I use rubrics for all journal and discussion board assignments, as well as all papers and projects. It is important that you understand how they "work" because they will tell you how I calculated a grade that you received, but perhaps, more importantly, they tell you how I will grade each assignment. You can use these to figure out what I am looking for in a high-quality submission. For example, the rubric you see below is a sample of how a blog post could be graded.
|Achievement Level 1
|Achievement Level 2
|Achievement Level 3
|Achievement Level 4
|Submitting the following (10% total, 2% each):
-On Canvas submission: name, lesson number, link to post
On post: Lesson number, descriptive title
Included all elements
No elements included (2% off for each missing element)
|Quality of analysis (70%)
The argument/analysis presented is substantive and creative, demonstrating deep and complex understanding of the material. The analysis is clear, and arguments made are convincing and demonstrate logical and clear reasoning. All elements of the assignment are thoroughly addressed.
Understanding of the assignment and material is demonstrated. Almost all elements of the assignment are addressed. Explanation is clear and convincing.
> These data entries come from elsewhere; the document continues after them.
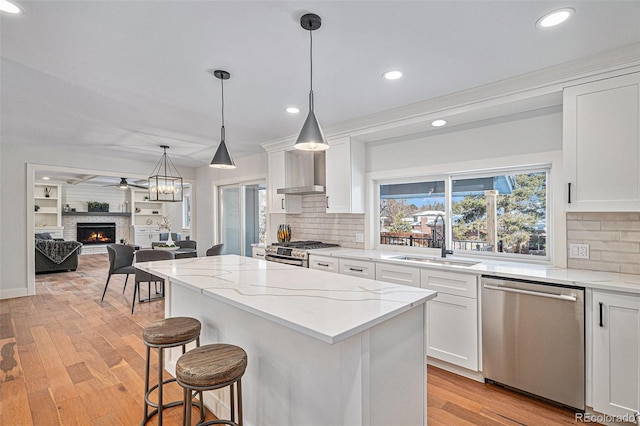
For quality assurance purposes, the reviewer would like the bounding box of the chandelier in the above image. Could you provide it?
[149,145,182,202]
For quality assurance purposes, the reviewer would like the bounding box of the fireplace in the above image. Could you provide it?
[76,222,116,244]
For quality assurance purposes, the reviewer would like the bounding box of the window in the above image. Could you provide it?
[380,169,549,259]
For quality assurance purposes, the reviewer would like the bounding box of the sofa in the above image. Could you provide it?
[35,233,82,274]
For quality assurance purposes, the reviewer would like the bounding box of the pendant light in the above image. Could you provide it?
[209,70,236,169]
[149,145,183,202]
[295,13,329,151]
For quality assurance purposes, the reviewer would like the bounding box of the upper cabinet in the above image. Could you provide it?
[325,137,365,213]
[563,73,640,211]
[267,151,302,214]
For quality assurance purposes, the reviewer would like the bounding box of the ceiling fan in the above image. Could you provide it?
[104,178,149,189]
Argument is somewhat superficial and not clearly addressing the assignment or course material. Explanations are reasonable, but lack some clarity and are only moderately well-thought out.
Does not address the assignment or use course material, or an extreme lack of understanding of course material is demonstrated. Explanations are disjointed and unconvincing.
|Mechanics and professionalism (20%)
Grammar and spelling are perfect, the language is appropriate, and the writing style is clear and readable. Terminology from the lesson and/or course is used and used correctly. Post is concise and has a logical flow that addresses a central point/argument (or multiple arguments, if appropriate).
Very few minor grammar/spelling mistakes, the language is appropriate, and the writing style is readable. Terminology from the lesson and/or course is used and used correctly. Post has a logical flow that addresses a central point/argument (or multiple arguments, if appropriate).
Minor grammar/spelling errors are present and the language is appropriate. Writing style is acceptable, but the argument is somewhat unclear. Use of course terminology is middling.
Unclear, disorganized, unedited, very difficult to read.
Calculating a score on a rubric is straightforward. It is similar to how your final grade is calculated. Just like your final grade is calculated using a percent breakdown, your individual assignment grades are calculated using a breakdown of each component of the assignment, as indicated in the rubric.
For example, in the rubric above, the breakdown is:
- 10% for following submission directions (name, title, etc.)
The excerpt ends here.